Giving away my daughter


Early in August, my family and I drove to Kentucky to share the joy of my daughter's wedding. Sara and Clay were married on August 7, 2010. People asked me if I was ready to walk her down the aisle. My first response was, "Of course, no problem." I hadn't really given it much thought. Marriage was a step Clay and Sara were taking, and my plan was to simply be happy for them.
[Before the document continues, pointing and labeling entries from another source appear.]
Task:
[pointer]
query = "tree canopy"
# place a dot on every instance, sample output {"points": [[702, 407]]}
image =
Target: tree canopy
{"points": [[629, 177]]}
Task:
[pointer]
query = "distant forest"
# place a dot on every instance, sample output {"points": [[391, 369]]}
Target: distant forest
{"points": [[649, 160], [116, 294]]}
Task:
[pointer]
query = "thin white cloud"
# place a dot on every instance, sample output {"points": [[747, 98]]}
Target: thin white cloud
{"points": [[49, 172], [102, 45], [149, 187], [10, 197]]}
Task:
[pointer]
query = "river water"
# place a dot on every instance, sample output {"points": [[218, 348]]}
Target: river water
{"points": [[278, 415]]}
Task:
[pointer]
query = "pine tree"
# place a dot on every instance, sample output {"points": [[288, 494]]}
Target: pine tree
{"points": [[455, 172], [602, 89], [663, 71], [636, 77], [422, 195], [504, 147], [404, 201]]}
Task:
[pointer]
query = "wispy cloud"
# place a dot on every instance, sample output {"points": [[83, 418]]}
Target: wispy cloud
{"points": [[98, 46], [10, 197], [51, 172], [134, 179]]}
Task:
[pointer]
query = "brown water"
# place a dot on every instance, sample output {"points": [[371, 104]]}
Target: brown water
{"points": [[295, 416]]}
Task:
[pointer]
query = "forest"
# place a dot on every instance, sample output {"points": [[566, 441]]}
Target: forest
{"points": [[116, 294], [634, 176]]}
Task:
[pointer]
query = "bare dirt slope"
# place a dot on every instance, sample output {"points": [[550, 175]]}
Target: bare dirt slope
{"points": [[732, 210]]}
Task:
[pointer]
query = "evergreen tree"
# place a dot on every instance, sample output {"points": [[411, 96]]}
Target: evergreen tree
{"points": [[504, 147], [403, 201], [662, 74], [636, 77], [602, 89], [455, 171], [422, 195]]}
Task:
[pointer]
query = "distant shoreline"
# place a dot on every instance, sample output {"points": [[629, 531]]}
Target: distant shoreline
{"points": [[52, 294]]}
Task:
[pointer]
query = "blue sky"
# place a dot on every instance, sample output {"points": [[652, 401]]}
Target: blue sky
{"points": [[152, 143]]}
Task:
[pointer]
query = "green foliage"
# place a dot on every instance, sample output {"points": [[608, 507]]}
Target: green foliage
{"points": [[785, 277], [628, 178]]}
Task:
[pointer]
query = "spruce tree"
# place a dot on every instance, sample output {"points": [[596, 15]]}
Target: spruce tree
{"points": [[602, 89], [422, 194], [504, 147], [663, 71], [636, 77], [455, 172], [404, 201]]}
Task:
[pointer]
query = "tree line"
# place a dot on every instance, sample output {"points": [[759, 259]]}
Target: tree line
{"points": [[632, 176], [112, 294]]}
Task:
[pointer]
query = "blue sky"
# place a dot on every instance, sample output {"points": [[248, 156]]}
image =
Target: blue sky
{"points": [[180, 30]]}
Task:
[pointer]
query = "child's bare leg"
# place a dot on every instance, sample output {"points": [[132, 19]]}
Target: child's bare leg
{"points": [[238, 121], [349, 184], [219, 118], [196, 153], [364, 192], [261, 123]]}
But just a few days before the wedding, Lori asked me to put together a power point to show at the reception. Clay's mom, Kay, had given us some pictures of Clay as a child, and we had several of Sara. I brought them all over to my office to scan and add to the power point. With each picture my mind was taken back to the event captured there and the joy and love I had for my daughter. She had always been "Daddy's little girl." It has been a long, long time since I had shed tears like I did on this particular night in my office.  I was thinking about my little girl and how she has grown up to be such an amazing woman. I remembered the times we shared, the laughter and the tears, and I couldn't help but rejoice and give God thanks for the blessing she has been to me and our family. In dealing with the tears I convinced myself that I was not going to lose my daughter, but instead I was gaining a son.  I did refrain from crying (thank you, Lord) when I walked her down the aisle.  But in the short journey with Sara on my arm, my heart was full of joy and love for her, my new son, my wife,  Lori, and my entire family. 

I remember a few years ago when Sara and I had a discussion about the kind of man I hoped she would find. My prayer was that she would find a man who loved the Lord with all his heart, soul, mind, and strength and who would love her with just as much passion and put her first in his life. I couldn't have hand picked a better husband for my daughter. Clay has a driving passion for Jesus and is not ashamed. He is responsible, wanting to have his own place and a decent job before he ever spoke with Sara about marriage. His love for her has been demonstrated over and over again. Sara had made a commitment to save intimate (sexual) relations until after marriage, and Clay has respected her for this, and vowed with her to be committed with the same fortitude.

Clay and Sara are happy and enjoying life together. They are home from their honeymoon and back to the routine of work and school. My prayer for them both is for there to be no end to the joy and happiness they find in each other. Staying committed to God and to each other, may their cords of love always be strong.